Realtors: Consumer confidence, price reductions key to real estate rebound



First quarter statistics show a further weakening of the real estate market in Steamboat Springs and other western Rocky Mountain resorts, but real estate professionals say they are beginning to see signs of recovery.

According to data compiled by the Rocky Mountain Resort Alliance, Steamboat's first quarter sales volume was $31.8 million, down from $118 million in the first quarter of 2008 and $190.3 million in the first quarter of 2007.

Other Colorado resort areas showed similar declines. Grand County's first quarter sales volume was $19.7 million, down from $107.3 million in the first quarter of 2008 and $65.1 million in the first quarter of 2007. Vail's first quarter sales volume was $135.4 million, down from $501.8 million in the first quarter of 2008 and $616.2 million in the first quarter of 2007. Summit County's first quarter sales volume was $69.7 million, down from $191.3 million in 2008 and $237.2 million in 2007.

"It's good to see we're on the same boat," Prudential Steamboat Realty principal Pam Vanatta said.

Only 55, or 3 percent, of Steamboat's 1,791 active listings sold in the first quarter, according to the RMRA, and only 20, or 5 percent, of 380 single-family homes listed were sold. Fourteen percent of Steamboat's inventory sold in the first quarter of 2008, and 40 percent sold in the first quarter of 2007.

Of the 11 mountain resort markets profiled by RMRA, none sold more than 8 percent of their listed inventory in the first quarter of 2009.

"I would say volume in most mountain resorts is quite obviously lagging," said David Baldinger Jr., of Steamboat Village Brokers. "In general, what I kind of gauge out of this is a shared experience in the other western resorts."

Although the RMRA statistics are useful in tracking trends, Baldinger said they should be taken with a grain of salt for a number of reasons. He said each market profiled compiles its statistics differently, for example, and he said the percentage of inventory sold is skewed downward by the fact that large luxury projects such as One Steamboat Place and Trailhead Lodge have made numerous presales that are not yet reflected.

"There's some hidden value in Steamboat's market that is significant, but it's under contract," said Baldinger, who said the numbers would be similarly skewed upward when the projects close. "All of a sudden, it will look like the market tripled."

Baldinger also noted that the first quarter is not a good bellwether of the entire year.

"The first quarter, not only in the U.S. but especially in ski resorts, is usually not one-fourth of the volume," he said. "These statistics don't really represent how the rest of the year is going to look. : It's pretty certain that 2009 is not going to be a record volume year. How it compares to '08 : still remains to be seen.

"I would predict our volume is certainly going to be more in the second and third quarters than it was in the first."

Nonetheless, Baldinger and Vanatta each said meaningful recovery is dependent on the restoration of consumer confidence and more meaningful price reductions from the record high property values of recent years.

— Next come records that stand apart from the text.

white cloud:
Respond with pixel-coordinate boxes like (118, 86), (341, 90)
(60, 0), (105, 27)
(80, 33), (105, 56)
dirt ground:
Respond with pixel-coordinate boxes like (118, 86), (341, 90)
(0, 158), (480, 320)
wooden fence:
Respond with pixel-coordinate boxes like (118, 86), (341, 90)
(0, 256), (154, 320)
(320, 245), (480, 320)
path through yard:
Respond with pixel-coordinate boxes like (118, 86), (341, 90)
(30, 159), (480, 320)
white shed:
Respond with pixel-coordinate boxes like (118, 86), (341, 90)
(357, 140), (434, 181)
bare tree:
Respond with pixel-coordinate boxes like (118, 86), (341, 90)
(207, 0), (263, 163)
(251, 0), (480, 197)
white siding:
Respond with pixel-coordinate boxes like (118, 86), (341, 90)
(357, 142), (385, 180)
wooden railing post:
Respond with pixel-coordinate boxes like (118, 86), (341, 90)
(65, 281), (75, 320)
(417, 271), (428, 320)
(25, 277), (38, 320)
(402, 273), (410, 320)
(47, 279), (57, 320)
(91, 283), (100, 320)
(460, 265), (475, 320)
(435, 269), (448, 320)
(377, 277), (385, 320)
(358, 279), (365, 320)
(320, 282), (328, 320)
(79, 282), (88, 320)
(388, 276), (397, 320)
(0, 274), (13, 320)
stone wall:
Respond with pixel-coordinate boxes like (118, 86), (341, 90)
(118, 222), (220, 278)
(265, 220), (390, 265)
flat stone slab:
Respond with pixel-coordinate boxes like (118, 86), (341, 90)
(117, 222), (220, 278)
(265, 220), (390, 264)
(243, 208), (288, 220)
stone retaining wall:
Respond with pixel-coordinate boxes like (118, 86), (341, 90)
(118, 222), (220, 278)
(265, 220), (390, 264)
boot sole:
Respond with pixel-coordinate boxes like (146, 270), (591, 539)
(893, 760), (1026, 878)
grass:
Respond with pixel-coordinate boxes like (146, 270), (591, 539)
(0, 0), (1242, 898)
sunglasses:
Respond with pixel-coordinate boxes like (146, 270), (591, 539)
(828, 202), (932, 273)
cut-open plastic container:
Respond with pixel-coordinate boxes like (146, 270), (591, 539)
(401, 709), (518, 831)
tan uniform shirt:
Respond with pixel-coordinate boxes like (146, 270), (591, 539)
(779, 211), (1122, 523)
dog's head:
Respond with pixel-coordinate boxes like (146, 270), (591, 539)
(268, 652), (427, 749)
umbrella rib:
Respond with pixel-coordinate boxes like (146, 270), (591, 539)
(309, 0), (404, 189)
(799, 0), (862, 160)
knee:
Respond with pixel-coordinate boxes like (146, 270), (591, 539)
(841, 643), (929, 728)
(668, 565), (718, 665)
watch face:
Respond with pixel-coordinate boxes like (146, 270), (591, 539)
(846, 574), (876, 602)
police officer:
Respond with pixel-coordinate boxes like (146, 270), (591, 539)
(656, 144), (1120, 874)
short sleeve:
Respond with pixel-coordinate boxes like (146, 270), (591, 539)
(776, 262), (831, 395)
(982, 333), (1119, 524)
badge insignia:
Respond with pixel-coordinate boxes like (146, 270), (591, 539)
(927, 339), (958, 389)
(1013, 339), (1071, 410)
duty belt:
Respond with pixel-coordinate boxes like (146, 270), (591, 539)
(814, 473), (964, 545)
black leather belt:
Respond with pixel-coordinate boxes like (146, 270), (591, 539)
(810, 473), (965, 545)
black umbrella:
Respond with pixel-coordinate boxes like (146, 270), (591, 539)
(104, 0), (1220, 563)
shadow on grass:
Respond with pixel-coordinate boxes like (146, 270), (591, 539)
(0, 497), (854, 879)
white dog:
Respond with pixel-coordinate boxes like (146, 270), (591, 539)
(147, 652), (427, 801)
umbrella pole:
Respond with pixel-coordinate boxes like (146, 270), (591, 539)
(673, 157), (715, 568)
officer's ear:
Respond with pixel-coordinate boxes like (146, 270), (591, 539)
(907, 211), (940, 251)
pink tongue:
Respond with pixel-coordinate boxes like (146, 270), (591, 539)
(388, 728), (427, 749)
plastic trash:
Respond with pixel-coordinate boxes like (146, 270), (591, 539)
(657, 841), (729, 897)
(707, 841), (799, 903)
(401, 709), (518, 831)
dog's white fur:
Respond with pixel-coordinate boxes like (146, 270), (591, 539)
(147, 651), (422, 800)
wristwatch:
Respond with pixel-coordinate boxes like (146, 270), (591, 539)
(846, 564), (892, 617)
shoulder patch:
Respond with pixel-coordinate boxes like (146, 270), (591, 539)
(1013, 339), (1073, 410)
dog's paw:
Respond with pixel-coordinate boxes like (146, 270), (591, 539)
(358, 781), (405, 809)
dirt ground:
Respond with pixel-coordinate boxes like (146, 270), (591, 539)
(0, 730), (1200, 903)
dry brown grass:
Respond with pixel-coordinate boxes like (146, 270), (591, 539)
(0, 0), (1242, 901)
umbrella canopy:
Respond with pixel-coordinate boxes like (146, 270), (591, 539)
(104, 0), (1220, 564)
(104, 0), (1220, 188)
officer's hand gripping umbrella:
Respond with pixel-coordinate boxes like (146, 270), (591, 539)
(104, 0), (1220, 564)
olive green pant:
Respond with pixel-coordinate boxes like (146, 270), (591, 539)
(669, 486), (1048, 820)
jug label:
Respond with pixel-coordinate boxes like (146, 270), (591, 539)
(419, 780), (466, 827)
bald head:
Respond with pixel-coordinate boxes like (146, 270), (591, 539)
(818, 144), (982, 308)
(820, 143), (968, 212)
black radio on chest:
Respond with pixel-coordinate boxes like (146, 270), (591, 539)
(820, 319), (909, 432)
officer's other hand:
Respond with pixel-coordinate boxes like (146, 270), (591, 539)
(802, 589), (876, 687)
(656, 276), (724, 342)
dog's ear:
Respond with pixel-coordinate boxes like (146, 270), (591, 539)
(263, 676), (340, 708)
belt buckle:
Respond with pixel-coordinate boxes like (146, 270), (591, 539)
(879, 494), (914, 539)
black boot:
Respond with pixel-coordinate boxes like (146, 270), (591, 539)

"Our biggest challenge is getting the buyer's confidence back into buying real estate," Vanatta said. "And we need to get 2007 out of our heads."

Real estate professionals said they are beginning to see signs of both.

"The resorts have been affected by the economy, but they're not dead," said Dennis Hanlon, founder and president of Rocky Mountain Resort Alliance and a Park City, Utah, real estate agent. "Things seem to be improving. Everybody seems to be saying that they're seeing more people coming in."

Hanlon also noted that the stock market and other key economic indicators are showing signs of stabilization.

"I think that's going to start restoring consumer confidence," he said, "and that's really what it's going to take."

The Routt County Clerk and Recorder's Office showed $9.9 million in sales in the week from April 29 to May 6, a significant increase against previous weeks.

Vanatta said showings and contracts are increasing at Prudential and that there have been notable decreases in sales prices. Baldinger said there likely will be more decreases, but he doesn't expect the massive losses in equity and value that have been seen in other parts of the country. Ten to 20 percent reductions from all-time highs, however, are likely, Baldinger said.

"Prices are starting to be adjusted downward, but it doesn't seem like our market is responding like other markets that are under duress," Baldinger said. "We're not in any kind of situation where our values are going to dramatically change, but our prices are going to cool off a little bit, which will bring buyers back."